Seven out of every 10 start-ups fail – not a great statistic to promote entrepreneurship, but a fact nevertheless.

The start-ups that survive and flourish do so because the founders and management teams work tirelessly, with a real purpose and unflinching tenacity, not because they have money.

Unless you’re a developer and can build your first website, or a service provider such as a consultant with virtually no cost of sale, it’s likely you will need some capital to start a new business. But not as much as you think.

I started my first company in 1999 with a small amount of redundancy money. In fact, I’ll tell you exactly how much I started up with: £9,000. I spent £4,500 on the first version of my website, set aside £2,000 for marketing and £2,500 for working capital (or, more accurately, to cover my bills for the first few months).

Now, £9,000 isn’t much, but it’s everything I had at the time. I was risking the possibility of bankruptcy if this didn’t work out, with no way of paying any of my bills or mortgage if the money ran out.

I knew I had three months to start generating revenue or to gain enough traction to enable the business to raise a bit of seed money.

Like every entrepreneur I know, I’m a risk taker and prepared to lose everything in pursuit of my dreams.

I read a quote some years ago that has stayed with me ever since, sadly I cannot remember who said it.

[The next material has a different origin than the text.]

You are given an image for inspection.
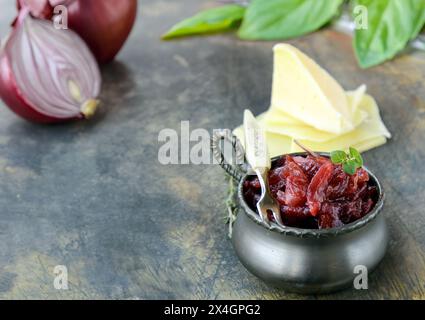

“I am prepared to live like most wouldn’t, so I can live like most can’t in future”

Bootstrapping your business

In 1999, social media didn’t exist. Reaching an audience almost invariably cost money. Google didn’t introduce AdWords until 2000, so reaching a consumer market without spending a lot of money was hugely challenging, while the return on your marketing spend was almost impossible to measure.

Today, money is less. Yet, it amazes me how many founders chase investment and make it a priority to raise money before any kind of MVP has been created.

If you are not prepared to fund your company initially, meet your own personal living costs and spend whatever time it takes to prove the concept, stay in the day job.

So many founders (almost always first time founders) I meet expect the investor to take all the risk. Its nonsense.

Let me put it another way. Would you invest in a startup with no traction (revenue/ customers) or MVP if the founders didn’t have anything to lose and all the risk was yours? Of course you wouldn’t.

Many start-ups fail because they are not focusing on the right areas.

Establish a set of goals and define metrics for success against each goal. Then identify where your effort and time is best spent to deliver the quickest wins, not the biggest.

The bigger the gain, the longer the cycle. Small, quick wins boost confidence, generate revenue, enable early feedback and help you to reach proof of concept.

If you need money, use your own, or family money, or the bank’s. Obviously if you have your own money, it’s best to use this as it’s uncomplicated and you retain full equity in your business. As I mentioned above, it also shows a deep commitment for future investors too.

It’s 2017, the technology era: a time when bootstrapping a business and reaching revenues or a proof of concept doesn’t have to be expensive. But it will involve a ridiculous amount of your time and hard work.